This is my first post. I have been experimenting with using synthetic data to train and optimize my trading strategies. My hope is this will significantly reduce over-fitting since the optimization is no longer done on historical data alone. Here is an outline of my process.
Load in-sample data
Generate synthetic data from in-sample data
Optimize trading strategy on synthetic data
Run strategy with optimal parameters on out of sample data real data
For each symbol, I generate 100 different sample paths or data sets from the in-sample data. The results so far have been very promising. My walk forward efficiency has improved dramatically in many cases more than double compared to traditional WFO. My in-sample performance is much more realistic and my out sample returns are better because the parameters are more stable.
The biggest drawback is this entire process is really tedious. I have to generate synthetic data for each in sample data block to avoid any look forward basis. There is also constant switching between Matlab and Multicharts.

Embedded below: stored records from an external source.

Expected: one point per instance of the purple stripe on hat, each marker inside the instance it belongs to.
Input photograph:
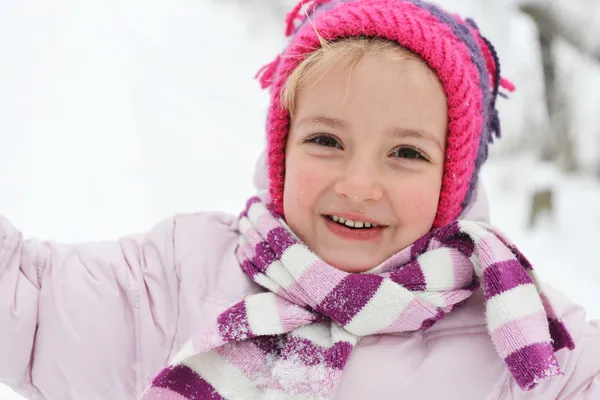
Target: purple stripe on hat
(233, 323)
(561, 338)
(503, 276)
(183, 380)
(464, 35)
(531, 364)
(410, 276)
(349, 297)
(280, 239)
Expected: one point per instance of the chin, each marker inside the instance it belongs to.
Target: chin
(347, 265)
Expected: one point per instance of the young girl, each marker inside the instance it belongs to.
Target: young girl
(366, 270)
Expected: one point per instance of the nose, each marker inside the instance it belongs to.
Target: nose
(359, 181)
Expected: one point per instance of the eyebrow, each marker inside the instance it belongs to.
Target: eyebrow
(396, 132)
(319, 119)
(415, 133)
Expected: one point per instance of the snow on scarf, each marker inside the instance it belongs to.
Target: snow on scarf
(293, 340)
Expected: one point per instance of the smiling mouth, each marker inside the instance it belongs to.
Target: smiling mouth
(352, 224)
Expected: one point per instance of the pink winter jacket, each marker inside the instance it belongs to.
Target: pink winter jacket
(98, 321)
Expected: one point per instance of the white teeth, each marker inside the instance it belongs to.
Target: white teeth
(352, 224)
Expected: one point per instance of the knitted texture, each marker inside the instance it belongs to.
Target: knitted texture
(464, 61)
(293, 340)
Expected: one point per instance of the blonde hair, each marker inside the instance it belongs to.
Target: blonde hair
(330, 54)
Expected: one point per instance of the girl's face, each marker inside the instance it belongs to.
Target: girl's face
(364, 160)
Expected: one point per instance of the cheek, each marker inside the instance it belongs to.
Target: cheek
(416, 201)
(304, 182)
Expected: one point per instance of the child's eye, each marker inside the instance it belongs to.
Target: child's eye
(409, 153)
(325, 140)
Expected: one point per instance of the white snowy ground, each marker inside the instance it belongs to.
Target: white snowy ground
(114, 115)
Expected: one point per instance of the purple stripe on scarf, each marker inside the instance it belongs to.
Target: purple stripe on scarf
(451, 236)
(233, 323)
(420, 245)
(428, 323)
(337, 355)
(410, 276)
(503, 276)
(268, 344)
(280, 239)
(311, 354)
(349, 297)
(561, 338)
(263, 257)
(184, 381)
(249, 268)
(531, 364)
(249, 204)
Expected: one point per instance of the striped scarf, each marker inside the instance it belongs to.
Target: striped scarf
(293, 340)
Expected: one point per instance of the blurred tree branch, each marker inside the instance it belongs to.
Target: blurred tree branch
(560, 147)
(573, 28)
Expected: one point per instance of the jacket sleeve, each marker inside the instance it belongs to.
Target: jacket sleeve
(583, 377)
(580, 367)
(99, 313)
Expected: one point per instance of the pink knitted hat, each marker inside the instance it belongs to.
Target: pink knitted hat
(464, 61)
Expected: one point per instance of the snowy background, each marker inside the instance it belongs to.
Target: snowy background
(115, 114)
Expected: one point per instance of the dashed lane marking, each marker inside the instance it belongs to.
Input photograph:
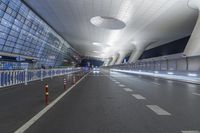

I load my in-sample data into Matlab and use it to create my synthetic data. Matlab then exports the newly created data to text files which I map back to Multicharts through ASCII mapping. I use the portfolio back tester to get the optimal trading parameters and then I run those parameters on my out of sample test.
First, I was wondering if anything I can do to make this process less painful. Would I be able to automate this process if I switch to NinjaTrader? Second, I want to improve the way my synthetic data is created. I believe creating realistic synthetic data is essential. If anyone wants I can post the Matlab code that I'm currently using to generate the data.